Career highlights and awards
- NL stolen base leader (1939);

= Lee Handley =

American baseball player (1913–1970)

Lee Elmer Handley (July 31, 1913 – April 8, 1970) was an American professional baseball second baseman and third baseman. He played in Major League Baseball from 1936 to 1947 for the Cincinnati Reds, Pittsburgh Pirates, and Philadelphia Phillies. His younger brother, Gene, also played in the major leagues from 1946 to 1947.

==Early years==
Handley played baseball for Soldan High School and the Jerome Goldman Post American Legion team in St. Louis, Missouri. The Goldman team won the Missouri championship "due to a large degree to Handley's hitting and fielding."

==College sports==
Handley played quarterback for Bradley Polytechnic Institute, with his accomplishments including a 50-yard pass that won a game in 1934. An article in the May 25, 1937, issue of the Pittsburgh Post-Gazette described him as the "leading quarterback of the conference, featured schedule with his passing running and kicking."

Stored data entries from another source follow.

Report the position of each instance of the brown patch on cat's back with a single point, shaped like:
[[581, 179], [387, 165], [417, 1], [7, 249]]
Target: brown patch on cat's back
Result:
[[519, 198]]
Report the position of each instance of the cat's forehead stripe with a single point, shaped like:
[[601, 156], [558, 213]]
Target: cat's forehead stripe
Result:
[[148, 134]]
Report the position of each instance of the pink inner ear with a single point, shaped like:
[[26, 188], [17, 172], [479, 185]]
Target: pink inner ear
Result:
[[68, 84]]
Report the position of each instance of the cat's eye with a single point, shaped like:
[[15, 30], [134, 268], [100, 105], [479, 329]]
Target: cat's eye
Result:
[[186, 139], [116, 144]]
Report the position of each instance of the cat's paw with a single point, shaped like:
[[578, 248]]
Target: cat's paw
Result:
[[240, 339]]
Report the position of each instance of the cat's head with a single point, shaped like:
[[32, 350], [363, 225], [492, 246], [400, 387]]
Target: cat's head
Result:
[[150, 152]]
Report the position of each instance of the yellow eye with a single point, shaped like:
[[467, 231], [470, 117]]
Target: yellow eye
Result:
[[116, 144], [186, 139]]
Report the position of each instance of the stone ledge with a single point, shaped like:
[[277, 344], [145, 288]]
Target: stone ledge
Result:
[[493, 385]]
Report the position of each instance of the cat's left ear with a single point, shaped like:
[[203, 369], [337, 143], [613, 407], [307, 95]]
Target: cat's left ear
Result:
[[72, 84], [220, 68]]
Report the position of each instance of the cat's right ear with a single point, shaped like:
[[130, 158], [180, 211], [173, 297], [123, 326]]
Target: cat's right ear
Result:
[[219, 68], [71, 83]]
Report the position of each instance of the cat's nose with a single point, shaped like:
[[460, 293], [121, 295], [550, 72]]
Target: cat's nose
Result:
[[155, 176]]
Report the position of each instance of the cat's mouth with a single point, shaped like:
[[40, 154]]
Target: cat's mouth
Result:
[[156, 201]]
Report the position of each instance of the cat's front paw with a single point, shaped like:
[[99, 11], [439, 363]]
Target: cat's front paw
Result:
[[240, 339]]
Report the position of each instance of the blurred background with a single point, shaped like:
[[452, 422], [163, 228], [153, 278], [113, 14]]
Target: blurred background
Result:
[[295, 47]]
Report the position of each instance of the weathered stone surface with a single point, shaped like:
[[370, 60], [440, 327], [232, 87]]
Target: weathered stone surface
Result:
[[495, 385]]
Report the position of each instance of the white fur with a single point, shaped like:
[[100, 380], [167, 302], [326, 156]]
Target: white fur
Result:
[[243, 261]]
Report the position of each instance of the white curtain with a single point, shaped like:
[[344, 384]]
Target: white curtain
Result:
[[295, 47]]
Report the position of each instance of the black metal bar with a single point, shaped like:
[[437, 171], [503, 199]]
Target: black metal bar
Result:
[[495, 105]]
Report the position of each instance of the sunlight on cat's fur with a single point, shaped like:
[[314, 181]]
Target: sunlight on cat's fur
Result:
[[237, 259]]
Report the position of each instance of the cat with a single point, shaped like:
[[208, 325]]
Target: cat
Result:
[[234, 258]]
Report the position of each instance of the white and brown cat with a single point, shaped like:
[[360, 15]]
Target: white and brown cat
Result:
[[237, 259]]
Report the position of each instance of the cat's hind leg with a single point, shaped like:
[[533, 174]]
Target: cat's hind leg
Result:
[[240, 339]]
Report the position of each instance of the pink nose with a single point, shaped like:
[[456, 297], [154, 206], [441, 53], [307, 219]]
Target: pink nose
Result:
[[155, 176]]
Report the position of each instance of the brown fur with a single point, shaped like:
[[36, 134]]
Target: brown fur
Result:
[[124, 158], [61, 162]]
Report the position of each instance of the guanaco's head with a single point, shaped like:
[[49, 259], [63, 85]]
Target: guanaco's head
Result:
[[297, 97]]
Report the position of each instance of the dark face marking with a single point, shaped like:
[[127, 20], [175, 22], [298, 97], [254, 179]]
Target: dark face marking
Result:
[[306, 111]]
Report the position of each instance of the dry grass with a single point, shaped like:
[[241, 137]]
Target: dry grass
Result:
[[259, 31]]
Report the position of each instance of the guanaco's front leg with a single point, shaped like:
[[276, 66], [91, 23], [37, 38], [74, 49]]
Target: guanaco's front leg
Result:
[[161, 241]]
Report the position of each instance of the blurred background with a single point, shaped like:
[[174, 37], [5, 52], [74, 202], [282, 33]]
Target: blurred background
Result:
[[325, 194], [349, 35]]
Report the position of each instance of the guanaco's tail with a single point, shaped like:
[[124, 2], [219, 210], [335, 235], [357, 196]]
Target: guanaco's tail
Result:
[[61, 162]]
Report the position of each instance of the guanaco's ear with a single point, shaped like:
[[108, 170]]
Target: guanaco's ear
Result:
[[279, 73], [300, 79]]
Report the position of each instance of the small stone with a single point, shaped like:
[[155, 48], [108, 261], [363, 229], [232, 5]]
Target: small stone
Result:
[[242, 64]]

In 1933, Handley won the Most Valuable Player Award in football in the Interstate Intercollegiate Athletic Conference, and he was an all-conference second baseman two years. He also was a guard and captain on the basketball team and ran track at Bradley.

==Baseball==
Handley originally signed with the Cincinnati Reds, but Commissioner Kenesaw Mountain Landis voided the contract, resulting in Handley's signing with Pittsburgh for a $20,000 bonus.

In 1939 Handley hit a career-high average of .285 and tied for the National League lead in stolen bases (17), despite suffering a serious beaning that kept him out of the lineup for 52 games. He also was hurt in an automobile accident before the 1942 season, but returned in 1945 to hit .298 in 98 games.

Jackie Robinson, the first Black player in Major League Baseball, named Handley, who played for the Phillies in 1947, as the first opposing player to wish him well, and stated that he even apologized for the behavior of his teammates and his manager Ben Chapman, who had attacked Jackie with racial insults on the field.

In a 10-season career, Handley was a .269 hitter with 15 home runs and 297 runs batted in during his 968 games, including a solid 1.31 walk-to-strikeout ratio (267-to-204).

==Post-baseball career==
In 1954, Handley and Frankie Gustine began a daily 15-minute sports program on KDKA radio in Pittsburgh, Pennsylvania. They had previously worked together on both radio and TV programs.

==Death==
An alumnus of Bradley University, Handley died of an apparent heart attack in Pittsburgh, Pennsylvania, at the age of 56.